“You idiot. Go kill yourself!”: Watching Ghana beat Serbia, in Serbia.

By | June 17, 2010

I am probably watching soccer with the wrong person.

As my friend D. and I walk through the 40-degree heat of downtown Belgrade, where she grew up and returns in the summers, I spot a building-high vertical banner of an enthusiastic, fit young man in body paint hawking soda. “Refresh Your World!” it implores.

Refresh Your World!

I smile, reach for my camera and snap a shot. D. regards the advertisement, and me, bemusedly. “I don’t think he’s Serbian,” she decides. “He looks like someone who’s famous for something somewhere else.”
I gape at her. “That’s Messi.” Pause for response. “He’s, like, really well-known.”

There is no reason for her to recognize his face, I suppose, but since his name is included in a definite large typeface, I am a little surprised that there is not the faintest glimmer of recognition. “Oh,” she says.

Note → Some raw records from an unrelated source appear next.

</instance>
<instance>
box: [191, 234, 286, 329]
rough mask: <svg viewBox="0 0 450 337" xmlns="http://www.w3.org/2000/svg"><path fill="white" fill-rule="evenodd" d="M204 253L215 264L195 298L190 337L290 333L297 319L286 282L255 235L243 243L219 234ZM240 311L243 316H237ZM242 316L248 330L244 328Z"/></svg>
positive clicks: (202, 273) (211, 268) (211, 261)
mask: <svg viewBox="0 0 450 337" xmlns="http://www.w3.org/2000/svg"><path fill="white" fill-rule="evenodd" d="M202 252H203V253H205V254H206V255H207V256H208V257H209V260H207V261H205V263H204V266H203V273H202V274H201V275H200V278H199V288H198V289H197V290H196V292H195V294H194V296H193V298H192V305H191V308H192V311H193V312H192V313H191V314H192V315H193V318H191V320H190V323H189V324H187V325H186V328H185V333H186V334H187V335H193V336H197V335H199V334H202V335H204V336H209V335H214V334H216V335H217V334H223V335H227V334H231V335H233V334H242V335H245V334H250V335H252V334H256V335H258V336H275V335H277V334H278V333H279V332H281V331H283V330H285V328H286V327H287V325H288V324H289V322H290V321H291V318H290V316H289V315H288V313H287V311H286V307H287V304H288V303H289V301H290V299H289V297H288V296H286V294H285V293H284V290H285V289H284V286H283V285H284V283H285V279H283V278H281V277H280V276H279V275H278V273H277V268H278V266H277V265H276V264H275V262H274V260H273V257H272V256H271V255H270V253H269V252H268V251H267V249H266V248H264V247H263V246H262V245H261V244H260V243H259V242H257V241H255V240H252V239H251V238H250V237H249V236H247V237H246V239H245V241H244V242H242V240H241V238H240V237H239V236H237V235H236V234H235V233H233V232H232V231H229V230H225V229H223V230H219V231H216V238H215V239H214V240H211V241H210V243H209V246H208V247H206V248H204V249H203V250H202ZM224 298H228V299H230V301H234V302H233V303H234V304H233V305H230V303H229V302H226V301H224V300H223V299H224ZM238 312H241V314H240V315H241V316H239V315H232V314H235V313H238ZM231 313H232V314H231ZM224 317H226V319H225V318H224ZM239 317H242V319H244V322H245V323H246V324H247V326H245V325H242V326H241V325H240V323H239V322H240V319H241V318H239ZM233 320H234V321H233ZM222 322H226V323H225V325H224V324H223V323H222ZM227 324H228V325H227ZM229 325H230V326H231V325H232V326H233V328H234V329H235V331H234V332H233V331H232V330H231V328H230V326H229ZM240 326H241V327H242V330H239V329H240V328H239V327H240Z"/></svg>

But at least I’ve persuaded her to come out and watch the World Cup at all. When I first raised the possibility, as we drove home from the airport, she acted horrified. “Soccer fans are the worst people!” She went on to describe how competing soccer clubs commit acts of violence against each other and the general population. “They commit the worst political violence and all kinds of corruption.I began to wonder if I had come to the wrong place to immerse myself in local soccer culture.

This impression was not improved the next day when, as we walked from her home to the bus stop, we passed a soccer stadium. “That’s Arkan,” she said, pointing to the mural on the outside wall.


She tells me he formed a paramilitary group out of his soccer club and massacred Bosnian Muslims. “Why is his picture still up?” I ask, uncomprehending. She shrugs. “It’s his stadium.”



I don’t want to have this impression, because Serbia’s general reputation in the American media is so Manichaean, so unamenable to the idea that a former government known for its strategy of ethnic cleansing could exist alongside a hospitable and generous population. D’s husband, an American, reports that U.S. coverage of the Serbia-Ghana match makes frequent reference to Serbs’ inherently violent natures. But — political correctness aside — I am prepared for my World Cup viewing experience to be heated and political affair. I brace myself for rioting, strong emotions, displays of nationalism. Whatever it is, it will be ethnographically fascinating.

Or not…?

I convince D. that watching Serbia play Ghana is an important cultural experience that I should have while in her homeland, and she reluctantly agrees. We end up at a sidewalk cafe off the Knez Mihajlova, Belgrade’s main pedestrian drag, where earlier that day I met a young fellow and his albino Burmese python named Vanilla Rose. Groups of people have assembled to drink coffee and beer and eat ice cream while watching the match on TVs that have been set up outdoors. A man walks around, selling Serbian flags and other paraphernalia, but no one seems to be buying.

D. and I order cold Nescafes and espresso and take in our surroundings. We observe, first, that there are only three women at the cafe and we are two of them. We watch the game. “What’s wrong with the TV? Why is it making that noise?” D. asks. (This was before “vuvuzela” became part of our vocabulary.) I ask her how balanced the commentary is, and she responds “Not very.” The commentators praise the beauty of the Serbian players’ game and say little about the Ghanaians. Whenever the Serbian team messes up, the men in the café shout, throw up their arms in frustration, hands behind their heads and elbows aloft. When Žigić misses an easy goal, someone shouts “Debilu idi ubi se!” which apparently means, “You idiot. Go kill yourself!” (They shout other things, too, but they are not appropriate to repeat here.) These are not the passionate protestations of fanatics, but the irritated mutterings of the perpetually disappointed. The match ends, Serbia having lost 1-0. The spectators pay their bills and slink off quietly and resignedly.

What, no righteous anger? No anti-Ghana sentiment? Later, I mention this to another friend, M., who stayed home with his dad to watch the match. “This is our national tradition,” he explains calmly. “We always peform really well in the qualifiers, and then f— it up when it matters.” He looks forward to watching Serbia play Germany this week: “We lost to Ghana. And Germany is, like, 600 times better.”